In your WTF news for the day, it has been discovered that UFC’s subscription streaming service, Fight Pass, recently ran a cryptocurrency mining code during one of its events.
The code – which mines the privacy cryptocurrency Monero – was located by several UFC fans, who reported their findings on social media.
Redditor gambledub stated:
People were annoyed that they weren’t asked for consent and had already paid to use the streaming service. Users contacted the UFC to demand an explanation and were told that the company “takes these matters very seriously and will review this.”
Users responded by posting various screenshots to show that the code was indeed there.
In all likelihood, the UFC’s website was hacked: the company pulls in so much money from subscription fees and pay-per-view events that it wouldn’t need to utilise its users CPUs in order to mine cryptocurrency.
Coinhive revealed that none of the screenshots included the site key so they didn’t know how much had actually been mined. They also said that they have a strict policy of terminating accounts that violate their terms of service.
Fight Pass isn’t the first popular website to run the Monero mining code: earlier this year, torrenting site The Pirate Bay ran a one-day trial to see if it would be a viable alternative to running ads. The Coinhive script was so effective that they decided to run it again later on.

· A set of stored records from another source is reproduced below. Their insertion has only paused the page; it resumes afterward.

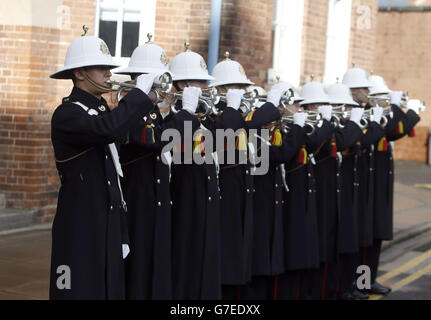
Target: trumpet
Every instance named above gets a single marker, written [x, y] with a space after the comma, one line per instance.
[287, 97]
[310, 124]
[161, 85]
[380, 101]
[249, 100]
[207, 100]
[368, 116]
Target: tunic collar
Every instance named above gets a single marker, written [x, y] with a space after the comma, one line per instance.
[88, 100]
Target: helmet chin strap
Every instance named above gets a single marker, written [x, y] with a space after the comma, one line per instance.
[95, 84]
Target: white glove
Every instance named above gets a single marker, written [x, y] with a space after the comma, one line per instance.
[191, 98]
[326, 112]
[233, 98]
[356, 115]
[274, 95]
[145, 82]
[377, 114]
[396, 97]
[414, 105]
[299, 118]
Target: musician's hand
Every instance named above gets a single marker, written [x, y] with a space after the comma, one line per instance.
[396, 97]
[326, 112]
[152, 96]
[299, 118]
[191, 98]
[233, 98]
[377, 114]
[414, 105]
[145, 82]
[356, 115]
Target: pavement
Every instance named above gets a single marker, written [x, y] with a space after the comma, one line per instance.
[25, 253]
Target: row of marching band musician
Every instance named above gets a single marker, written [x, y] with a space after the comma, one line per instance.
[133, 224]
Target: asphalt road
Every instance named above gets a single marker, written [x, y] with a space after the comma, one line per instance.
[406, 268]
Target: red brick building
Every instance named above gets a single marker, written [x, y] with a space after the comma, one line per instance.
[293, 39]
[402, 58]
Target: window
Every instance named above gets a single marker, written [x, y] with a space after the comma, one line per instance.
[287, 35]
[337, 40]
[123, 25]
[393, 3]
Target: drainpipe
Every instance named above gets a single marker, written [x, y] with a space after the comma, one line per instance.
[213, 45]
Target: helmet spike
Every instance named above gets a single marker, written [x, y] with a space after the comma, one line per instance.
[85, 28]
[149, 36]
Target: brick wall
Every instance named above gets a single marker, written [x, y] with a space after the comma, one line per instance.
[178, 21]
[27, 98]
[246, 32]
[413, 148]
[314, 39]
[363, 34]
[402, 58]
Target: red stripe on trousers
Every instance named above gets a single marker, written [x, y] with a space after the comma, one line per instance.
[299, 289]
[322, 295]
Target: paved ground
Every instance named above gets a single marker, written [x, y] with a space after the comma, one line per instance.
[25, 256]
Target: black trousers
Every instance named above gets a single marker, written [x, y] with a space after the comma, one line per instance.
[258, 289]
[370, 256]
[347, 266]
[322, 283]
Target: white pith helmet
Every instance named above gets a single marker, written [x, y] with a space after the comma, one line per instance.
[356, 78]
[84, 52]
[189, 65]
[147, 58]
[229, 72]
[313, 92]
[378, 85]
[339, 93]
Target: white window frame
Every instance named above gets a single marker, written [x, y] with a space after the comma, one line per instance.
[337, 40]
[147, 23]
[287, 50]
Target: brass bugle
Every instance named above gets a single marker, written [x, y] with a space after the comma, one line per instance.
[207, 100]
[249, 100]
[161, 84]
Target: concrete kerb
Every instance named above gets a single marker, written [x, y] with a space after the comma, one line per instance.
[406, 234]
[36, 227]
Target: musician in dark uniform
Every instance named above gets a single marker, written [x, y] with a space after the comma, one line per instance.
[357, 173]
[398, 125]
[328, 186]
[300, 217]
[146, 191]
[196, 255]
[235, 179]
[89, 233]
[268, 233]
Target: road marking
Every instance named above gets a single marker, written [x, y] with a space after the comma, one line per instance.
[409, 264]
[405, 281]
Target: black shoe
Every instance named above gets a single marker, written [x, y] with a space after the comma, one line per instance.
[360, 295]
[377, 288]
[346, 296]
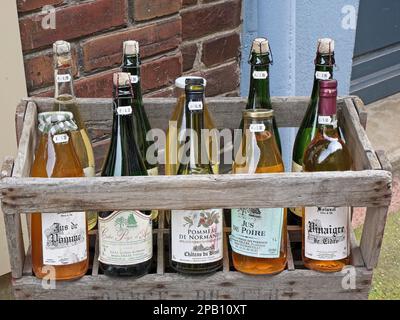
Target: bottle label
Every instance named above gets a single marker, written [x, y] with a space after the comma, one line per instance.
[257, 232]
[60, 78]
[327, 120]
[64, 238]
[125, 238]
[122, 111]
[260, 74]
[197, 236]
[322, 75]
[298, 211]
[257, 127]
[195, 105]
[61, 138]
[134, 79]
[326, 233]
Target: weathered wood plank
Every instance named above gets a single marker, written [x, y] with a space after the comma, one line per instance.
[363, 153]
[297, 284]
[372, 235]
[349, 188]
[13, 227]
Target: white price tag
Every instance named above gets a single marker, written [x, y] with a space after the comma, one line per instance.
[60, 138]
[195, 105]
[257, 127]
[63, 78]
[122, 111]
[323, 75]
[134, 79]
[260, 74]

The bold move led to a Monero mining craze with even the likes of CBS-owned Showtime websites – Showtime.com and Showtimeanytime.com – running it at one point before quickly removing it due to a public backlash.
Monero is an open-source cryptocurrency created in April 2014. It runs on Windows, MacOS, Linux, Android, and FreeBSD and focuses on privacy, decentralisation, and scalability.
It has enjoyed a stellar 2017: at the start of the year, one Monero coin cost just under $14 USD and at present, they are currently going for more than $120 USD.
Cryptocurrency mining is the process by which transactions are verified and added to a public ledger (often referred to as a ‘blockchain’), and also the means through which new coins are released. Anyone with access to the internet and suitable hardware can participate in mining.